Oracles: How Prediction Markets Turn Employees into Visionaries by Donald N. Thompson
Author:Donald N. Thompson
Language: eng
Format: mobi
Publisher: Harvard Business Review Press
Published: 2012-05-21T14:00:00+00:00
PART THREE
Where Can Markets Take Us?
11
Way-Outside-the-Box Markets
Casting Calls and Epidemiology
That rainbow song is no good. Take it out.
—MGM memo criticizing the first cut of the movie The Wizard of Oz, 1938
There will be one million cases of AIDS in Britain by 1991.
—World Health Organization 1989 report on the AIDS outbreak [actual 1991 count: 7,699]
THE PREDICTION MARKETS described in previous chapters reflect straightforward, in-the-box thinking; all that is required is application of the premise, “None of us is as smart as all of us.” But as with Google’s tracking of the Evanston tribe (chapter 7), there are applications that move outside the box, and might never have occurred to even an avid proponent of markets. These include casting a musical comedy, tracking epidemics, assessing the success of a program to raise reading scores of sixth-grade students, and selecting players for a renowned football team. Each is presented with the hope it may suggest to the reader even more creative applications.
How about casting a major stage production using a televised prediction exercise? In 2006, composer Andrew Lloyd Webber, creator of The Phantom of the Opera, Jesus Christ Superstar, and Evita, among others, used a London television audience in a multiweek talent series, How Do You Solve a Problem Like Maria? The goal was to identify the ideal Maria von Trapp to star in Lloyd Webber’s production of Rogers and Hammerstein’s classic The Sound of Music in London’s West End.
Lloyd Webber had first invited movie actor Scarlett Johansson to play the lead. This is a long-established way for a producer to create publicity and boost advance ticket sales: cast a celebrity and publicize the signing. But Johansson did not want to commit to live theater for a year when her movie career was taking off.
Using a television audience to judge talent had a previous and better-known application—the Fox TV hit American Idol. This singing competition allows viewers to vote by text message or telephone on the best singers and rockers. But Idol asks who viewers like most. The Sound of Music producers did not ask audiences to choose the best performer. Early in the program, Lloyd Webber described what audiences should look for: a woman who looked close in age to the eldest von Trapp daughter, could portray the innocence that characterizes Maria, and had a voice to fill a sixteen-hundred-seat theater. The role of Maria Augusta Rainer von Trapp, made famous by Mary Martin on stage and Julie Andrews on the screen, has been called the “biggest job on stage.”

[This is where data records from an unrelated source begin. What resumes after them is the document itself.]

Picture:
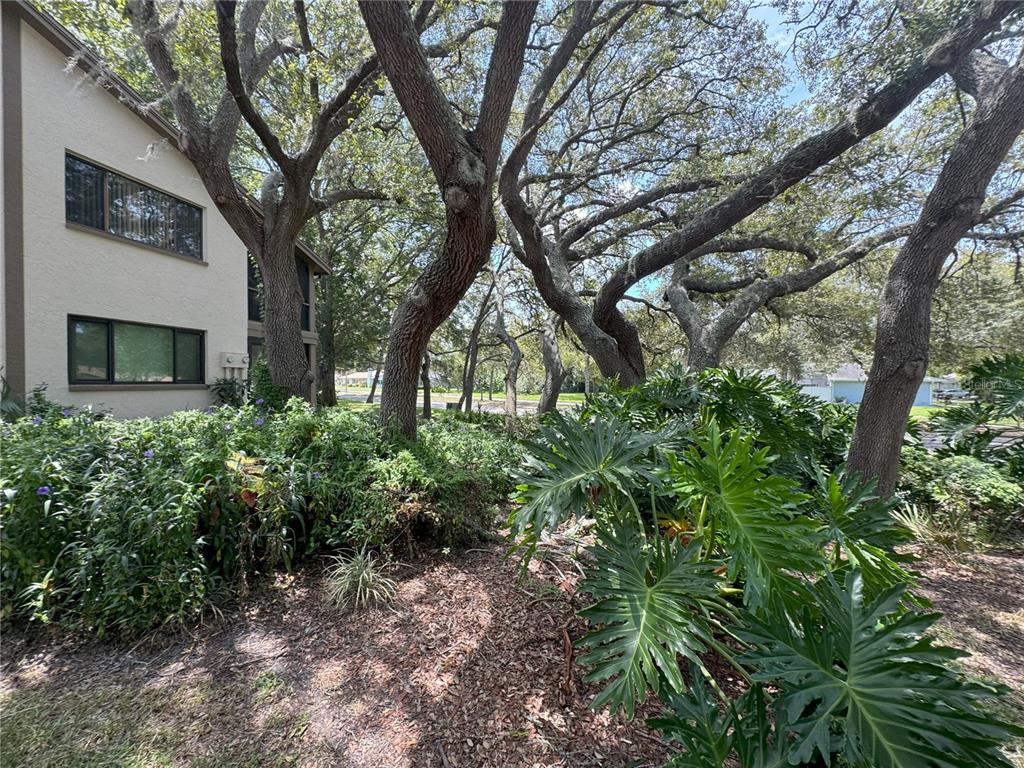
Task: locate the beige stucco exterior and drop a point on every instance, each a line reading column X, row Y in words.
column 70, row 270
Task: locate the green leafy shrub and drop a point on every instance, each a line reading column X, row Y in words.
column 725, row 525
column 261, row 386
column 962, row 501
column 123, row 525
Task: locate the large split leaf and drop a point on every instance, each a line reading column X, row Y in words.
column 867, row 670
column 654, row 602
column 572, row 467
column 767, row 541
column 862, row 530
column 709, row 735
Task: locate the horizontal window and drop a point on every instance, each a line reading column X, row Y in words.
column 102, row 200
column 102, row 351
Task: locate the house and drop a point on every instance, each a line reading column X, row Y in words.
column 847, row 385
column 123, row 286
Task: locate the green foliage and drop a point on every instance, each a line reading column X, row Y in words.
column 999, row 381
column 868, row 670
column 729, row 535
column 228, row 392
column 961, row 500
column 734, row 501
column 118, row 526
column 573, row 467
column 653, row 603
column 261, row 386
column 357, row 581
column 9, row 408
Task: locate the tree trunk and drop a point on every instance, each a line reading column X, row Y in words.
column 286, row 354
column 554, row 374
column 428, row 302
column 904, row 318
column 463, row 164
column 425, row 380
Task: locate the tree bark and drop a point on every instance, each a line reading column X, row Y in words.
column 904, row 318
column 425, row 380
column 872, row 114
column 554, row 373
column 463, row 164
column 282, row 309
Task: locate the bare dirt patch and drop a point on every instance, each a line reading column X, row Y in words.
column 470, row 667
column 982, row 597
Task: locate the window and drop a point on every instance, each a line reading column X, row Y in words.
column 102, row 200
column 303, row 268
column 101, row 351
column 255, row 288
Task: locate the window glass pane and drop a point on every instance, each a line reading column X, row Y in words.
column 255, row 289
column 83, row 193
column 187, row 229
column 144, row 215
column 88, row 351
column 188, row 349
column 303, row 270
column 142, row 353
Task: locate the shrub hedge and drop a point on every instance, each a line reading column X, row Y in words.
column 118, row 526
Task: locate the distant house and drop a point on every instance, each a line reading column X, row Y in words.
column 847, row 385
column 123, row 286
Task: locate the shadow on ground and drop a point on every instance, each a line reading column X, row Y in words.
column 468, row 669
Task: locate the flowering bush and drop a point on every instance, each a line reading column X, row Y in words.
column 122, row 525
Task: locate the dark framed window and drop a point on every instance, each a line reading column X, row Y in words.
column 104, row 351
column 254, row 285
column 303, row 268
column 103, row 200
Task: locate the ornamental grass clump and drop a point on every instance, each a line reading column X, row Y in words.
column 357, row 581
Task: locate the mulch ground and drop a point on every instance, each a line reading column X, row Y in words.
column 469, row 667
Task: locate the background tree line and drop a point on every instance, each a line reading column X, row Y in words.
column 561, row 189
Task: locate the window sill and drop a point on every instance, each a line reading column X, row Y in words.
column 131, row 387
column 127, row 241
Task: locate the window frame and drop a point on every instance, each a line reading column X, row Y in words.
column 111, row 380
column 105, row 228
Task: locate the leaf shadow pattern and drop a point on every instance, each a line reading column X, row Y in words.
column 467, row 668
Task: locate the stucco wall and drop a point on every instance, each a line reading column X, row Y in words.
column 70, row 271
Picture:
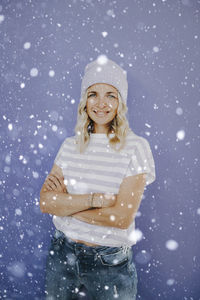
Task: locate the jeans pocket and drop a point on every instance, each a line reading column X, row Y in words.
column 114, row 259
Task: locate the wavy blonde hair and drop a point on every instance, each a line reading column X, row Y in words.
column 85, row 125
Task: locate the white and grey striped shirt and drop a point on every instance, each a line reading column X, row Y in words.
column 100, row 169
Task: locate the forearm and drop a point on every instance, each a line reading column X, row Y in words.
column 64, row 204
column 107, row 216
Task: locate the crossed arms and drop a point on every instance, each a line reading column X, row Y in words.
column 117, row 210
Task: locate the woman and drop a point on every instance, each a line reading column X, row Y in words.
column 94, row 191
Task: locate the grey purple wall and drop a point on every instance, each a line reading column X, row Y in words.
column 44, row 47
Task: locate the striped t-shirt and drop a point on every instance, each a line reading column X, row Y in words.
column 100, row 169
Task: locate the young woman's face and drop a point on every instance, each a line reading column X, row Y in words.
column 102, row 104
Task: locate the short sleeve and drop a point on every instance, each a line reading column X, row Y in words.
column 58, row 159
column 142, row 161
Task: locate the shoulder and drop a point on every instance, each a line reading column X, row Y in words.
column 68, row 140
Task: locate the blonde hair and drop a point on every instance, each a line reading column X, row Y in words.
column 85, row 125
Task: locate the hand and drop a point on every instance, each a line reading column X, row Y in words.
column 104, row 200
column 55, row 183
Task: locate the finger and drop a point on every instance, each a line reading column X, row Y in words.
column 49, row 188
column 54, row 180
column 57, row 186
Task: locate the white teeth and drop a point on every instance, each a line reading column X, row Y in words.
column 101, row 112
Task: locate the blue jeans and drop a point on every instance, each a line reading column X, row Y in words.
column 106, row 272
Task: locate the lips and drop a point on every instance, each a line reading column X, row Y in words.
column 100, row 113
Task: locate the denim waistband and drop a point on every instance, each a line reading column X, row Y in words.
column 89, row 249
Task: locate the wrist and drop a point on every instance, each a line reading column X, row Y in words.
column 91, row 200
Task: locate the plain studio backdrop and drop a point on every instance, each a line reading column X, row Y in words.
column 44, row 47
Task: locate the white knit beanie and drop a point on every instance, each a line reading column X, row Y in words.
column 104, row 70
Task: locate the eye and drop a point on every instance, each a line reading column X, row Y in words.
column 91, row 95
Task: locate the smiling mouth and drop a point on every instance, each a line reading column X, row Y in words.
column 101, row 113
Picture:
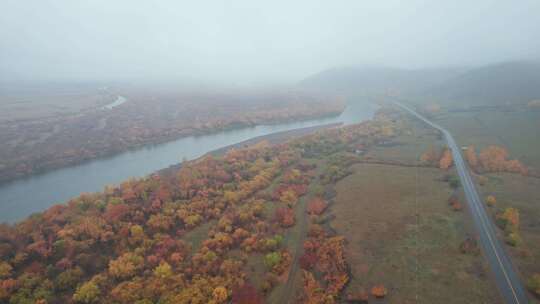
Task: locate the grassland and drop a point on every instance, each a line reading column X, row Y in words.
column 401, row 232
column 516, row 130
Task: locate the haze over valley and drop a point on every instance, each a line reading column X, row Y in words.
column 243, row 152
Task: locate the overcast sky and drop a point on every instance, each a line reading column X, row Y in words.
column 249, row 41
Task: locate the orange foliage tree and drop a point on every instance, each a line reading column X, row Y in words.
column 446, row 160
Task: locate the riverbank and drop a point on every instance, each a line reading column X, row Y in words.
column 273, row 138
column 22, row 197
column 33, row 147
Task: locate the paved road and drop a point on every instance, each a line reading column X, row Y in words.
column 506, row 277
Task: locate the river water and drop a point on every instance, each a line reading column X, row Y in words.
column 23, row 197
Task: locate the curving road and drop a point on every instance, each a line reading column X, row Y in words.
column 506, row 276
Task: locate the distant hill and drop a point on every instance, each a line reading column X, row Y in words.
column 377, row 80
column 509, row 82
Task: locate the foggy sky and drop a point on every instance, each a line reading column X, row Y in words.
column 248, row 41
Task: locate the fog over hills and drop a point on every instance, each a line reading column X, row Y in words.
column 507, row 82
column 512, row 81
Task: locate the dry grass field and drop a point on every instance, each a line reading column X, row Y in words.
column 401, row 232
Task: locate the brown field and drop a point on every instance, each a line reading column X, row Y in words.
column 516, row 130
column 40, row 130
column 519, row 192
column 416, row 257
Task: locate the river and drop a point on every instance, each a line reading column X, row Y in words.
column 23, row 197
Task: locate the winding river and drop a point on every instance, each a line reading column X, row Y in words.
column 23, row 197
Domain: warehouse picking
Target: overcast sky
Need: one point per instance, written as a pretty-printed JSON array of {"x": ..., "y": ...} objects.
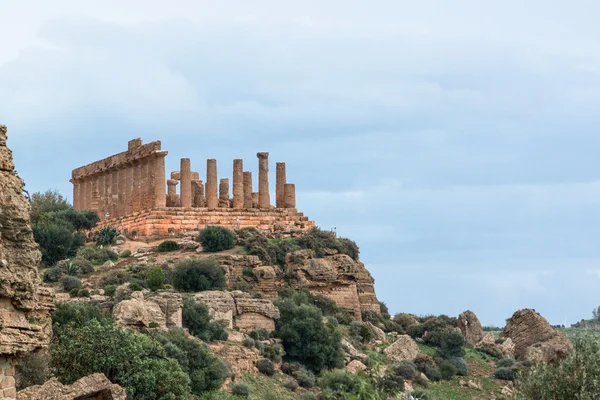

Fifty candidates were chosen from three hundred who responded to an audition call. Thirty of the fifty had serious experience in musical comedy. Each week, a studio and television audience viewed several performances and voted off the candidates who were thought furthest from Lloyd Webber’s criteria. The voting process mimicked a prediction market. Each television viewer had up to six votes each week, through separate telephone calls. Since each call cost about £1 ($1.50), the casual viewer did not vote. Interested viewers might invest £1 each week in casting a single vote for their favorite.